Record high corn prices and the impact on food costs
Recent US trades driven by economic growth in developing countries and favourable exchange rates, combined with tight global grain supplies, resulted in record or near-record prices for corn, soybeans and other food and feed grains in 2007.
For corn, these factors, along with increased demand for ethanol, helped push prices from under US$2 (AU$2.14) per bushel in 2005 to $3.40 (S3.65) per bushel in 2007. By the end of the 2006/07 crop year, 2 billion bushels of corn (19% of the harvested corn) had been used to produce ethanol, a 30% increase from the previous year. Higher corn prices motivated farmers to increase corn acreage at the expense of other crops, such as soybeans and cotton, which saw their prices rise as well.
So what effect do these higher commodity prices have on retail food prices? In general, retail food prices are much less volatile than farm-level prices and tend to rise by a fraction of the change in farm prices. The magnitude of response depends on both the retailing costs beyond the raw food ingredients and the nature of competition in retail food markets. Ethanol's impact on retail food prices depends on how long the increased demand for corn drives up farm corn prices and the extent to which higher corn prices are passed on to retail.
Retail food prices adjust as the cost of inputs into retail food production change and the competitive environment in a given market evolves. Strong competition among three to five retails stores, in the US, has seen a moderating effect on food price inflation.
Overall, retail food prices have been relatively stable over the past 20 years, with prices increasing on average to 3% per year from 1987 to 2007. The main exception occurred when sharply higher farm prices increased retail prices 5.8% in 1989 and 1990. Since then, food price inflation has averaged around 2.5% per year in the US and a modest 1.2% in Australia for the December 2007 quarter.
Retail prices are a function of both consumer demand and the interaction between food manufacturers, distributors and retailers with each group having some pricing power in the supply chain. Ultimately, though, the retailer has a more complicated pricing decision since it is selling a wider variety of products to a more diverse consumer clientele than most manufacturers or distributors. The challenge for the food retailer is to determine how best to distribute the costs of providing food and services to consumers across a wide range of products. The pricing challenge removes some of the direct connection between the costs of a given product and the retail price charged.
When there are cost shocks in the food production system due to changes in the commodity or farm product market, most retailers respond by passing on a fraction of their higher costs to consumers. In Australia, grocers recently warned that the long-running drought, strong export demand and global grain shortages mean that Australian consumers will inevitably have to pay more at the checkout. Among factors affecting this pass-through rate is the level of processing and value-added services that take place between the farm and the grocery store aisle.
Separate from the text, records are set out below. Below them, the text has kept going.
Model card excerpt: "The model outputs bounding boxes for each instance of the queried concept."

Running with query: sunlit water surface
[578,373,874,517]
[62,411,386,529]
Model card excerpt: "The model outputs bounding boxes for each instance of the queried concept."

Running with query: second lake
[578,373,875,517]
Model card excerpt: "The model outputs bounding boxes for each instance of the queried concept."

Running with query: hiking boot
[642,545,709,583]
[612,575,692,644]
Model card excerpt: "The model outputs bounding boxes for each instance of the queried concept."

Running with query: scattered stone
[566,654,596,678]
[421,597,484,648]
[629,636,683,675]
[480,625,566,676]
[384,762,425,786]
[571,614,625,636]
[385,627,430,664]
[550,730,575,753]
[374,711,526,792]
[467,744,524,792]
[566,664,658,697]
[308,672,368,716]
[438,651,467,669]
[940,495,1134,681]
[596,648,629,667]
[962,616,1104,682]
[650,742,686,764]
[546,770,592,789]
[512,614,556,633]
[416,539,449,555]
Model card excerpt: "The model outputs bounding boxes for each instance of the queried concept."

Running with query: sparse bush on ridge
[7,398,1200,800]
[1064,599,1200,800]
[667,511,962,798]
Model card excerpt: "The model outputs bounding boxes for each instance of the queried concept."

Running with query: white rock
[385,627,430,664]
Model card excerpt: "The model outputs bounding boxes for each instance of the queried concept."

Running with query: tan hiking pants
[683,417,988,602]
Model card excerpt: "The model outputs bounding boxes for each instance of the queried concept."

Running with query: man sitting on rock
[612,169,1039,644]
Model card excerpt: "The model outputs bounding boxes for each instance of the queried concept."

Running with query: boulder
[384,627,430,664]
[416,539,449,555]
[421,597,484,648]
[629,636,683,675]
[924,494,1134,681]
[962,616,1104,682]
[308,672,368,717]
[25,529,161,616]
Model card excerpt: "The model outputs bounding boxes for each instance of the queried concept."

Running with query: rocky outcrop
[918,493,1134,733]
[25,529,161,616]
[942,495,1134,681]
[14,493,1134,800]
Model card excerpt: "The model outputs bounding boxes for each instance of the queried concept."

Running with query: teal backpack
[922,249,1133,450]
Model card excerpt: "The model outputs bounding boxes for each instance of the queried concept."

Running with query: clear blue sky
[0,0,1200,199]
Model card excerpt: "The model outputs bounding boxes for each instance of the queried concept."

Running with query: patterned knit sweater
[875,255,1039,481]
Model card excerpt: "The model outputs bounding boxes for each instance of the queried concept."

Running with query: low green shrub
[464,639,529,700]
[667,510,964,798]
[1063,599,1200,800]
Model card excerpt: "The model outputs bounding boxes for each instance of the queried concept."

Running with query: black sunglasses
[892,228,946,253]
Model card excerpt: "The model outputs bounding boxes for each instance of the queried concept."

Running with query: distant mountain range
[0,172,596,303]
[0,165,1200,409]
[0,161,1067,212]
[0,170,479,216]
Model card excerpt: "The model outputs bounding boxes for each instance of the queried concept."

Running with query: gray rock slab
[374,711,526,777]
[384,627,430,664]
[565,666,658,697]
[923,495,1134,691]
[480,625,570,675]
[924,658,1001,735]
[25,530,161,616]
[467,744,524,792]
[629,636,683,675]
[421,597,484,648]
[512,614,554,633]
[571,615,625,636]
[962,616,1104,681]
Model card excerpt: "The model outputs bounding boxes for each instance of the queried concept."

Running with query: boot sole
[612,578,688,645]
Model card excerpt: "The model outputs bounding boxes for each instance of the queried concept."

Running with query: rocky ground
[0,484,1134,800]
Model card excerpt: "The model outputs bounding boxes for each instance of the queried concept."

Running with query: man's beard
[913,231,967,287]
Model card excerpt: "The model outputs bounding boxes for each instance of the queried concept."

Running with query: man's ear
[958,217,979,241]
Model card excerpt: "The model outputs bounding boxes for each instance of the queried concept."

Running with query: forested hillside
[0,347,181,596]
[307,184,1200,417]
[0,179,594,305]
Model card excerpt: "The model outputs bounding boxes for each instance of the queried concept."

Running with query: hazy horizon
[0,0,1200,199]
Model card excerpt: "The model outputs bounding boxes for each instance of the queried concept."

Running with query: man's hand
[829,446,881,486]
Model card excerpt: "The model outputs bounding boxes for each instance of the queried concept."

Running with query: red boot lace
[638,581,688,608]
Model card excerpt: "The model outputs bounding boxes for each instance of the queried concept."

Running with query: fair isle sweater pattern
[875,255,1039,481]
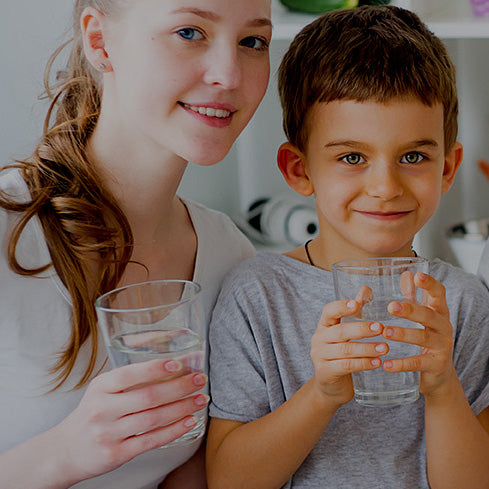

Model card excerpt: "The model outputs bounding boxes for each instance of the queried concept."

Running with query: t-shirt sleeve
[209,262,270,423]
[448,275,489,415]
[477,240,489,289]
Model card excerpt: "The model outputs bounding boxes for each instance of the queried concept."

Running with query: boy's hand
[383,273,456,396]
[311,300,388,407]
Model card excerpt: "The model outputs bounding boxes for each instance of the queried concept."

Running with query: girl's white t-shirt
[0,170,255,489]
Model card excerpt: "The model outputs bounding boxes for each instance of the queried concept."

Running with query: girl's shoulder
[183,199,255,258]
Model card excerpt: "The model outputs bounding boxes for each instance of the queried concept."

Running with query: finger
[400,270,416,303]
[383,355,426,372]
[325,358,382,378]
[414,273,449,316]
[384,302,452,336]
[120,416,202,458]
[382,325,428,348]
[320,341,389,360]
[94,360,196,393]
[117,372,207,415]
[118,394,209,438]
[478,160,489,180]
[318,300,358,327]
[315,321,384,343]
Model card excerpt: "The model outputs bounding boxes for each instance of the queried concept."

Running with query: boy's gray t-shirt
[210,253,489,489]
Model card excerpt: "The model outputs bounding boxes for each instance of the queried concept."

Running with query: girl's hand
[383,273,456,396]
[478,160,489,180]
[311,300,388,407]
[53,360,208,481]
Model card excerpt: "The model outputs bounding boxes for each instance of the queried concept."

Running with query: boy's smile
[282,98,461,267]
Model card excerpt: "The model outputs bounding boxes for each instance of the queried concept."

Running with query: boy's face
[296,98,462,261]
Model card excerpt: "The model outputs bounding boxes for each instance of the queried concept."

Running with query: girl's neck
[87,112,187,248]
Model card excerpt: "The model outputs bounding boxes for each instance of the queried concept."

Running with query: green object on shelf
[358,0,391,6]
[280,0,358,14]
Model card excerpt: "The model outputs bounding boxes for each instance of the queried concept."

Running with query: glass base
[160,416,206,448]
[355,388,419,407]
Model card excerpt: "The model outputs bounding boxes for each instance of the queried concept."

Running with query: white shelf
[272,2,489,40]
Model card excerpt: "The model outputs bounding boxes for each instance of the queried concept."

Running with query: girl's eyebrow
[170,7,272,27]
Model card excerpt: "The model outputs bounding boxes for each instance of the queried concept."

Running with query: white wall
[0,0,72,165]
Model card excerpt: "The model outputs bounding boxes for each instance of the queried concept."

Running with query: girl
[0,0,271,489]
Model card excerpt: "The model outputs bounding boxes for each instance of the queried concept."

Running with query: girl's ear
[80,7,112,72]
[441,141,464,194]
[277,142,314,197]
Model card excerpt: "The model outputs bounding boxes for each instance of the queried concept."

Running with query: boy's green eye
[401,151,423,163]
[341,153,364,165]
[177,27,204,41]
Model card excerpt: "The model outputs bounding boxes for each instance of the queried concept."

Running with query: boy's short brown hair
[278,6,458,152]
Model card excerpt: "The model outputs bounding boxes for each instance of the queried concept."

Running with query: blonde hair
[0,0,133,390]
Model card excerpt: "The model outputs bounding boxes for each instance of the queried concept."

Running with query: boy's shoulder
[430,258,489,295]
[223,251,314,290]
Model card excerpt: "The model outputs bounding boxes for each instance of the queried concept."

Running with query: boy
[207,7,489,489]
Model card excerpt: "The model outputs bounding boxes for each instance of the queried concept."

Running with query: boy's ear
[441,141,464,194]
[277,142,314,197]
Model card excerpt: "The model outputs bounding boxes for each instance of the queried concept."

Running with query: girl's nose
[204,46,242,90]
[366,164,403,201]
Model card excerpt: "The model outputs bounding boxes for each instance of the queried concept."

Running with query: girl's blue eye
[341,153,365,165]
[401,151,424,164]
[239,36,268,51]
[177,27,204,41]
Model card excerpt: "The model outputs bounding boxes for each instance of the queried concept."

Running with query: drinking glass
[95,280,207,447]
[332,257,429,406]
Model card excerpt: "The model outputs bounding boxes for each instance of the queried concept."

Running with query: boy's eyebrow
[170,7,272,27]
[324,139,439,148]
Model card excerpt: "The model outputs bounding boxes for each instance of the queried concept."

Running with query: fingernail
[165,360,182,372]
[193,374,207,385]
[391,302,402,312]
[370,323,380,332]
[183,416,197,428]
[194,394,210,406]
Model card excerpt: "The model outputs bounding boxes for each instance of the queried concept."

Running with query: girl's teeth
[184,104,231,118]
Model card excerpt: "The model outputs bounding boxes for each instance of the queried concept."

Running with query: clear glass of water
[332,257,429,406]
[95,280,207,447]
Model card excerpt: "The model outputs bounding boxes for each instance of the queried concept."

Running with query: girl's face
[102,0,271,165]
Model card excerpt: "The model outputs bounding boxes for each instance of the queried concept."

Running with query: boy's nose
[366,165,403,201]
[204,46,242,90]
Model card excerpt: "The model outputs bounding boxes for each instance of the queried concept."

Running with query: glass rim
[331,256,428,271]
[94,279,202,313]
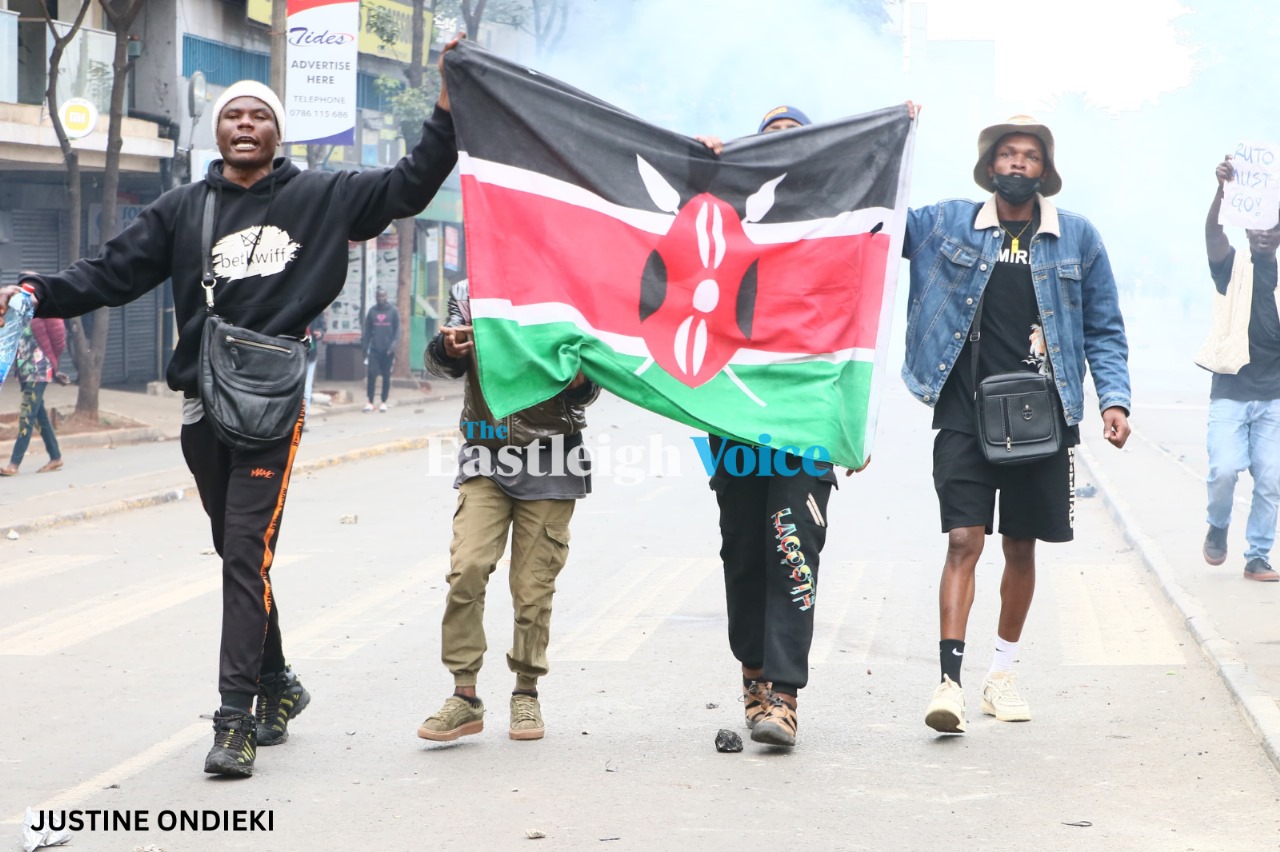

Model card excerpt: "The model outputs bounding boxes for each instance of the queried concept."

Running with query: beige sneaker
[511,692,547,739]
[982,672,1032,722]
[742,681,773,728]
[924,674,964,733]
[417,695,484,742]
Products that require more processing and packaging are usually less directly linked to changes in farm prices, while the price of less processed foods follows closely the changes in farm prices. For example, changes in farm prices for eggs, fresh fruit and fresh vegetables show up in more volatile retail prices for these less processed foods.
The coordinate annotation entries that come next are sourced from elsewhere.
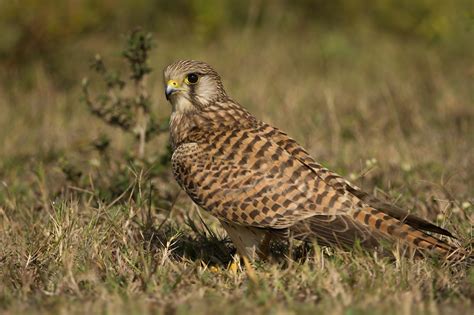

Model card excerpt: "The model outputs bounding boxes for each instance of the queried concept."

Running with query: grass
[0,25,474,314]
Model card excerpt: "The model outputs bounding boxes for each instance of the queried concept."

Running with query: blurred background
[0,0,474,200]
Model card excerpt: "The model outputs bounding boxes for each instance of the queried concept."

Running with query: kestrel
[164,60,455,258]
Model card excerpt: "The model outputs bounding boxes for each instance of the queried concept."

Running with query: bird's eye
[185,73,199,84]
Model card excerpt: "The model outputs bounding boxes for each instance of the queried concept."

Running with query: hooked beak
[165,80,180,100]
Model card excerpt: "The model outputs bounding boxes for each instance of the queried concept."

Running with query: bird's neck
[170,100,256,150]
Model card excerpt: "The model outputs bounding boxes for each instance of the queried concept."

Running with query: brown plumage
[164,60,455,256]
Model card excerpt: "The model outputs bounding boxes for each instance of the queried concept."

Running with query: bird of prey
[164,60,456,259]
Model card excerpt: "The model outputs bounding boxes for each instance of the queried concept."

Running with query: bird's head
[164,60,227,112]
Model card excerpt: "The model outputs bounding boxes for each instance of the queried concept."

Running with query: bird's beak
[165,80,179,100]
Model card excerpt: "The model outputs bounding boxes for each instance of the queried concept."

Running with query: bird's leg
[221,221,270,260]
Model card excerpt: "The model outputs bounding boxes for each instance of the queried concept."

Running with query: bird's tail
[352,207,458,257]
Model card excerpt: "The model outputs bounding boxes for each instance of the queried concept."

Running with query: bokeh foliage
[0,0,474,66]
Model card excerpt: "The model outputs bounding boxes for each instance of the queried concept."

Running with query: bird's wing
[172,128,352,229]
[172,127,452,253]
[260,123,454,237]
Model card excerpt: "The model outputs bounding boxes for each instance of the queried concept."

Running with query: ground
[0,30,474,314]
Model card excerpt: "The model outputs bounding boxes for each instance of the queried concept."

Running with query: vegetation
[0,0,474,314]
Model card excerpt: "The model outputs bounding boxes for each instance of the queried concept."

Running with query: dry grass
[0,31,474,314]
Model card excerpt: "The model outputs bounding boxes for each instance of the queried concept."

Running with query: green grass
[0,30,474,314]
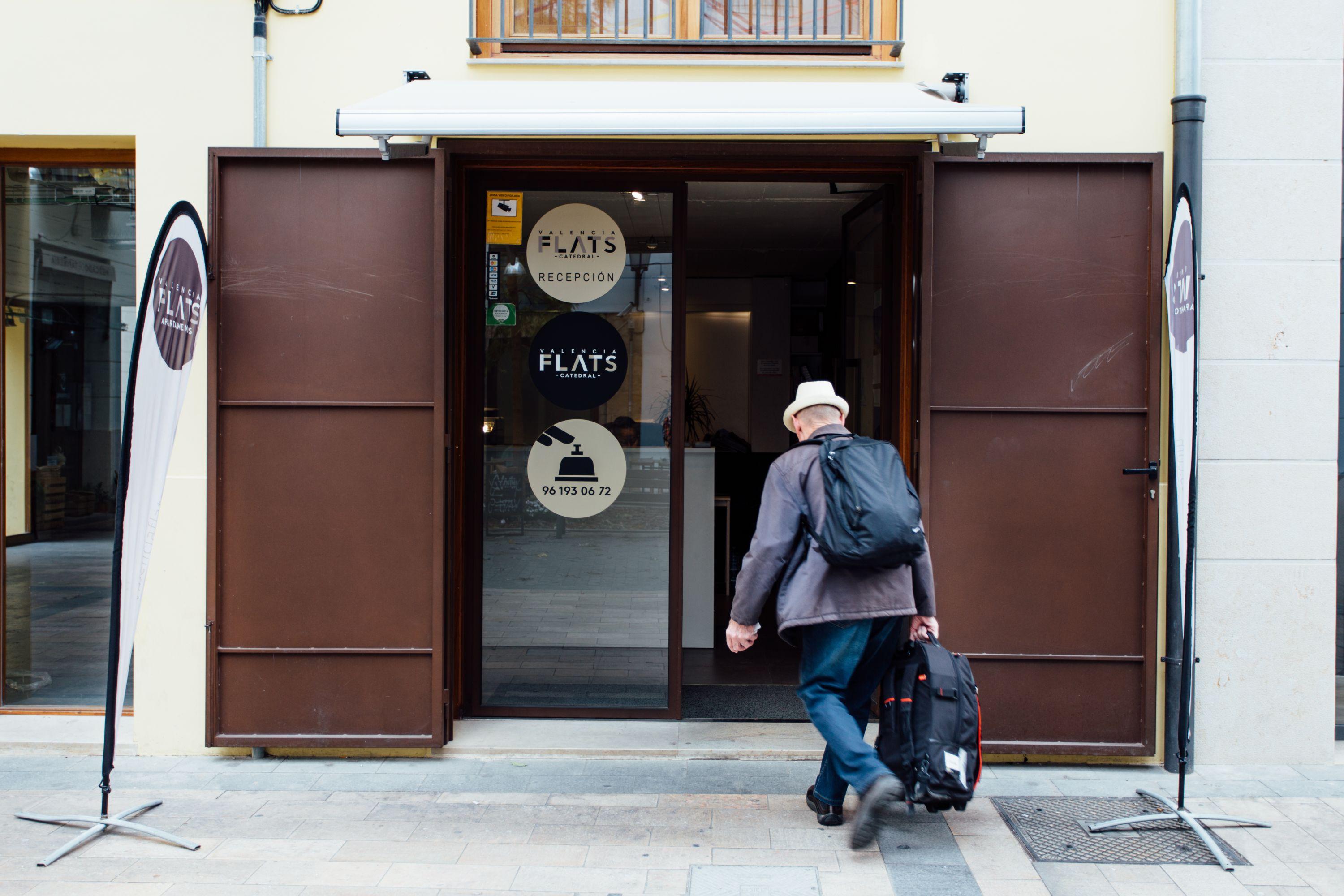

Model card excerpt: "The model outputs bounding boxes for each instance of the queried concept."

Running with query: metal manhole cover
[991,797,1250,865]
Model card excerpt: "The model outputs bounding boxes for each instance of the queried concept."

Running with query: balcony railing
[466,0,905,56]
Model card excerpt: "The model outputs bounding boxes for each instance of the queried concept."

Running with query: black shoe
[849,775,906,849]
[806,787,844,827]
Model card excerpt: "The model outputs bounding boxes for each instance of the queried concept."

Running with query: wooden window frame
[468,0,903,62]
[0,146,140,716]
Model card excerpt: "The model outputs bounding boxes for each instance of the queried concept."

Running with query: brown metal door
[207,149,446,747]
[919,153,1163,755]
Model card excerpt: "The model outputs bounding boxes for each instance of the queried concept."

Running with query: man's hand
[724,619,755,653]
[910,616,938,641]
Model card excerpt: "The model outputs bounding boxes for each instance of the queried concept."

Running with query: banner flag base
[13,799,200,868]
[1087,788,1273,870]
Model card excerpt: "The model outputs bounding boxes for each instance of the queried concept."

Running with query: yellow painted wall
[0,0,1173,754]
[4,319,28,534]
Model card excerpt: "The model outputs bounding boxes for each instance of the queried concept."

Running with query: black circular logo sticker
[153,238,204,371]
[527,312,625,411]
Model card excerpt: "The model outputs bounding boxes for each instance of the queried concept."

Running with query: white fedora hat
[784,380,849,433]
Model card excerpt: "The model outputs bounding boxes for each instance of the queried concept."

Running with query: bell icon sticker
[527,419,625,520]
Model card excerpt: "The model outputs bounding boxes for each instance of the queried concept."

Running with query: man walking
[727,380,938,849]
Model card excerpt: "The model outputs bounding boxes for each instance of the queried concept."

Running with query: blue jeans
[798,616,910,806]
Currently in the US, ethanol production comes mainly from field corn meaning that the most direct impact of increased ethanol production should be on corn prices and on the price of food products based on field corn. However, even for these the effect of rising corn prices is dampened by other market factors. While field corn is the predominant corn type grown in the US, it is primarily used for animal feed, with less than 10% of the crop used for direct domestic human consumption in corn-based foods such as corn meal, cornstarch and corn flakes. The remainder is used for animal feed, exports, ethanol production, seed and industrial uses.
Continuing elevated prices for corn will depend on the extent to which corn remains the most efficient feedstock for ethanol production and ethanol remains a viable source of alternative energy. Both of these conditions may change over time as other crops and biomass are used to produce ethanol and other alternative energy sources develop.
Even if these conditions do not change in the near term, market adjustments may dampen long-term impacts. In 1996, when field corn prices reached an all-time high in the US of $3.55 ($3.80) per bushel due to drought-related tighter supplies and strong demand from China and other parts of Asia, the effect on food prices was short lived. Also, at that time retail prices rose for some foods, including pork and poultry, but these effects did not extend beyond the middle of 1997. For the most part, food markets adjusted to the higher corn prices and corn producers increased supply, bringing down the price.
Experts have suggested that food producers, manufacturers and retailers adjust to the changing market conditions by adopting more efficient production methods and improved technologies to counter higher costs which would mean consumers would see relatively stable prices at the checkout.